The Golden Age of Science Writing

Following on from A Visit to the Zeppelin Museum

There is a charge often levelled at the technically inclined that they can’t write. Reading the documentation on 80s and 90s software can go some way to confirming this, however there are some truly excellent technical writers out there. 

One of my favourite books  is On Lisp by Paul Graham. Admittedly, that’s not a title that’s going to get most people’s pulses racing, but if you want a concise, clear and at times witty exploration of a very specialist subject this is the book to read.

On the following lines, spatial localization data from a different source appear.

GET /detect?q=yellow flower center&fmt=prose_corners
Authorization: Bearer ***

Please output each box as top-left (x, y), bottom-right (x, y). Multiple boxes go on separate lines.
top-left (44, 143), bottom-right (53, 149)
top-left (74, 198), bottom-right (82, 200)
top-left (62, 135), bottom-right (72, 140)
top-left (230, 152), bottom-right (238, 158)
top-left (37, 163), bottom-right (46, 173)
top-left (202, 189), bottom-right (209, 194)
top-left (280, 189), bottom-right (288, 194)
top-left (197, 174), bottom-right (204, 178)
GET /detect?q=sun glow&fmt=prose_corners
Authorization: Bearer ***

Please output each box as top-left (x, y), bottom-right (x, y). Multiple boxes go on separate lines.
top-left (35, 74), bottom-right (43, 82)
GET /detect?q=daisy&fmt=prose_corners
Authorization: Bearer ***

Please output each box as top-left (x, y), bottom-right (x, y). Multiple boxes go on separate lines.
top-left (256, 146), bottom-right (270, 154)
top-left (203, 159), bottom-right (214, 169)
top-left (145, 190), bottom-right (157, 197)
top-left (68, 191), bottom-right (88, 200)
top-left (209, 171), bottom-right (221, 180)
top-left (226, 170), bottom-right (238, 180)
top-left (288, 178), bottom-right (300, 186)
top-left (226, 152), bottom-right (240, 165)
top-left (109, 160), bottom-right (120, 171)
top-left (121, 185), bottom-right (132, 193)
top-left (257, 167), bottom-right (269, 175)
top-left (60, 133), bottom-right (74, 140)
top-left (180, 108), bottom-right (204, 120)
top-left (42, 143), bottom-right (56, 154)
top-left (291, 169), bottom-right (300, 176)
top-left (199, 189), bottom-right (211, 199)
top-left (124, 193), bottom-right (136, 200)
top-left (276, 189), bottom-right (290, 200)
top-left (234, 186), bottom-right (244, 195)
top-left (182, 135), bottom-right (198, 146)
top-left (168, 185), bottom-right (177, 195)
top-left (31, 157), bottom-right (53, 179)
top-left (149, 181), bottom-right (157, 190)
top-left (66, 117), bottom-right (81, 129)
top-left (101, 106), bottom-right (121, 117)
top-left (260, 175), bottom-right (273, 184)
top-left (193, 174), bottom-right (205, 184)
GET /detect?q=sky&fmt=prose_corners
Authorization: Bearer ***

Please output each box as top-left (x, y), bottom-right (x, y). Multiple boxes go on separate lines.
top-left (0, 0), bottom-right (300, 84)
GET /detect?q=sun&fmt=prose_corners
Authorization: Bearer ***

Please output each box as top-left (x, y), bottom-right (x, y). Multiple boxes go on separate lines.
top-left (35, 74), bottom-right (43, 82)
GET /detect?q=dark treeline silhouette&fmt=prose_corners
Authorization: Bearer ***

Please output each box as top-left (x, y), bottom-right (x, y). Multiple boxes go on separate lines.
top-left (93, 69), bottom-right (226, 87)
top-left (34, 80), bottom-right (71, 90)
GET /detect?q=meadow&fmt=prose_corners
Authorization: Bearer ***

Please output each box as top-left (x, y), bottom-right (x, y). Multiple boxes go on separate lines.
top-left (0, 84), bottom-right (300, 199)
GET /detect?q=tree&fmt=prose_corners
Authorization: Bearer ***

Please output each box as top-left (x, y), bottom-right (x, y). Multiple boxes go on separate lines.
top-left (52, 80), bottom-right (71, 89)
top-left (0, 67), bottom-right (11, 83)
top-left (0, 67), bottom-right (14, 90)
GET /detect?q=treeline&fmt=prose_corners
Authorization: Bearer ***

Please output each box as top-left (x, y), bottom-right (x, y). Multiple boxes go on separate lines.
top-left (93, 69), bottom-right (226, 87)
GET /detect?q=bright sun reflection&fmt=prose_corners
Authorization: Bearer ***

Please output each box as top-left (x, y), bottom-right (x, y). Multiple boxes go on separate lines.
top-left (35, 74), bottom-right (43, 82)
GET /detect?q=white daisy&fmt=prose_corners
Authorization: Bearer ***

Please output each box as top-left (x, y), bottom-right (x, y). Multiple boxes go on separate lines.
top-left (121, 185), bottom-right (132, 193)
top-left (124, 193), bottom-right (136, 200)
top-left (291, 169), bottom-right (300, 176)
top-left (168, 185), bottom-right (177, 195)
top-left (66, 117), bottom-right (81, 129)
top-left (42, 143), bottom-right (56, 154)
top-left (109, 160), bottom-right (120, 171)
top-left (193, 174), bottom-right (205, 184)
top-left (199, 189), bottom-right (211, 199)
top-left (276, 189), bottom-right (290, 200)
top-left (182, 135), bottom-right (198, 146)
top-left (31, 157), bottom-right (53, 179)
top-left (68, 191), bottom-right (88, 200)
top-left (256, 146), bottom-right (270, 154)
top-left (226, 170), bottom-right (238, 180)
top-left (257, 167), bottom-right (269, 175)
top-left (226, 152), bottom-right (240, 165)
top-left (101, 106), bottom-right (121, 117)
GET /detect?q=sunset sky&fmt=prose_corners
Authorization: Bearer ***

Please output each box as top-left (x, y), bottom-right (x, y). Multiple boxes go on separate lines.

You might not understand or be interested in the subject, but the writing itself is excellent.

I often think we’re in the Golden Age of science writing.

Popular science books such as The Code Book by Simon Singh; Schrodinger’s Kittens by John Gribbin and Astronomy by Dinah L. Moché to name but a few, explain complex concepts in an entertaining manner. 

The mistake many people make is to confuse the content with the writing.

SF writers have to communicate complex ideas whilst building characters and keeping the plot moving. I don’t say writing SF is necessarily harder as the ideas being communicated aren’t as complex as they ones by science writers (tip – if the idea is that complicated then the story won’t work)

But if you want to learn how to communicate science as an SF writer then these books are a model of the form.

A final note: submission guidelines for many publications note how they’re swamped with stories featuring ideas that have recently appeared in New Scientist.  Remember, don’t study these books for only for ideas: study them for how to write.